ネノ
神の使いが消えてから5分ほど経つと、馬車がこちらに近づいてきた。
業者が馬車を俺の手前で止めると、中かな中年の女性が降りてくる。
「初めまして、新たなる『トリッパー』殿。私はランスのギルドマスターを務める、ネノと申します。此度は神の御使い様より貴方の保護を仰せつかりました。」
ネノと名乗った女性は、そう言って頭を下げる。
本当に言葉が通じるようだ。
「初めまして、ネノさん。私は柿野瀬 優と申します。神の使いと名乗る方から、この世界のどなたかが来ると聞いていました。よろしくお願いします。」
そう言って、ネノさんに向かって頭を下げる。
「ところで先程、新たなる『トリッパー』と言われましたが、『トリッパー』とは、私のように異なる世界から来た者のことでしょうか?」
「はい。もうすぐ夜のなりますので、説明は町に向かいながら馬車の中で行います。しかし。」
困った表情で俺の後ろにあったトライクに眼を向ける。
「そちらのモノについては、流石に馬車で運べそうにありませんので、どうしましょうか。」
確かに、トライクは馬車に乗せるには重すぎる。
「こちらに来たばかりで分からないのですが、これを入れて運べる魔法の袋などは無いでしょうか?」
そう問い掛けると、また困った表情をされた。
「過去の『トリッパー』達が、テ、テン、何だったかしら。」
「もしかして、テンプレでしょうか?」
「そうです。そのテンプレに大切なモノが無いと言われて、そういったモノの作成に取り掛かられたと聞いたことはありますが、出来上がったとは聞き及んでおりません。」
なるほど、どうやらそういったモノは無いのか。
「仕方がありませんが、これはここに捨てていくとしましょう。流石にこれで平原を走るのは難しそうですから。」
「そうして頂けると助かります。流石にその馬車を引く馬の用意はしていませんでしたので。」
「ん?」
「はい?」
何やら妙な発言が聞こえたが。
「えっと、これは馬を必要とせず、これ単体で走らせる事ができます。」
「そうなのですか?」
「はい。しかし、このような平原を走るように作られていないため、走っても凹んだ場所に車輪が入り込み、抜け出せなくなる可能性があります。」
「それなら大丈夫ですよ。」
ネノはそう言うと、トライクに手を向ける。そして、何かを呟く。
すると、トライクを囲むように円が出来上がり、神秘的な光がトライクを包む。
「今使ったのは、馬車に使われる魔法です。物を強く、そして軽くする事ができます。馬車などは馬で引きますし、窪みなどに車輪を取られて壊れる事があるため、丈夫で軽い方が良いんです。これで一度走ってみてください。」
そう言われて為、半信半疑でエンジンをかけ、平原を走ってみる。
少し泥がある場所でも車輪が取られる事もなく、衝撃はコンクリートに比べれば大きいものの、凸凹の平原でも走る事はできる。

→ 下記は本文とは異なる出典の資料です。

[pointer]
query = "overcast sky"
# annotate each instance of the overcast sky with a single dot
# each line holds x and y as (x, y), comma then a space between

「すごいですね。それと、魔法なんですが、衝撃を和らげるモノはありませんか? 少し衝撃が強くて、手が痺れてしまいました。そうだ。他にも燃料、ガソリンはありませんか? 流石に燃料が無いと走れませんし。それから、えーっと。」
この世界でトライクに乗れた喜びに興奮し、ネノさんに近づいて一気に問い掛ける。
興奮して質問を続けた挙句、辺りが暗くなってしまい、ネノさんに怒られてしまった。